Once the butter has come to room temperature, add in whatever herbs, spices, or flavorings you like. The culinary applications—and herb pairings—are endless. A few teaspoons of chopped flat-leaf parsley and a pinch of kosher salt will pair well with nearly any savory dish; combine minced garlic and chopped thyme for a compound butter that will be delicious atop pan-seared steak; mix orange and lemon zest with chopped tarragon for a fantastic finish for fish; or add heat to grilled corn or chicken with chopped chile peppers, cilantro, or chipotle powder.

How to Cook with Compound Butter

Most recipes do not specifically call for compound butter, so it's up to a home cook to decide how they want to use it. If you're in need of a speedy weeknight meal that the whole family will enjoy, add a few slices of compound butter to cooked pasta along with Parmesan cheese. Add a pat of chive compound butter to a baked potato or rub cilantro compound butter on grilled corn on the cob, then spread with Cotija cheese for a Mexican-inspired side dish.

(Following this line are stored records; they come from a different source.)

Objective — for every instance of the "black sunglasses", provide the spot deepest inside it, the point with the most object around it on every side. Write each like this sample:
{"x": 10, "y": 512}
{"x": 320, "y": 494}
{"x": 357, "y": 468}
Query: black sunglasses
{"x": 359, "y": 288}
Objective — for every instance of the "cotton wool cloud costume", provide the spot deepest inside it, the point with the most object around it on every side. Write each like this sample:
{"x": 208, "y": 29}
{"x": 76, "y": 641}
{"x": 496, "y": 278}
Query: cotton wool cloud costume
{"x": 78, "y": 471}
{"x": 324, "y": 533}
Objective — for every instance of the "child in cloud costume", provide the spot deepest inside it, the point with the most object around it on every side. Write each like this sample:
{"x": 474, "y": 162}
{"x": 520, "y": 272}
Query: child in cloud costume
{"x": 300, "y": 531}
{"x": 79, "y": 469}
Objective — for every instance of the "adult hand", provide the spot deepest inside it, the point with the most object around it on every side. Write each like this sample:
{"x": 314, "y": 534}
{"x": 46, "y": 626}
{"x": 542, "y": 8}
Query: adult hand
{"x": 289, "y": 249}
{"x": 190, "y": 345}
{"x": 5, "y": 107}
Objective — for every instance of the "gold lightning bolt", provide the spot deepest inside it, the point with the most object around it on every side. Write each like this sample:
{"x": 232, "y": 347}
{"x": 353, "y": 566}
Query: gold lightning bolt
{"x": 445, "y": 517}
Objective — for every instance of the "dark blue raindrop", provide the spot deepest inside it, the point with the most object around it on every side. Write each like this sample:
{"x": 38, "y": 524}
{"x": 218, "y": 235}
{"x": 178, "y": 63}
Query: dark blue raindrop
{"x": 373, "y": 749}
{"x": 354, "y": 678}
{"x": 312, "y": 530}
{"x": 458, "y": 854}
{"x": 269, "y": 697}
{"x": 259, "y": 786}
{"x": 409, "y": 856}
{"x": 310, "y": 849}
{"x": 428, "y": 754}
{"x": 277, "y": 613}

How to Store Compound Butter

Once you've made a compound butter, transfer the mixture to a sheet of plastic wrap and wrap tightly into a log, using a plastic bench scraper to compress the mixture and get rid of any air pockets. Store it wrapped in the refrigerator for up to two weeks, or in the freezer for three months so that you have a boost of flavor on hand at all times.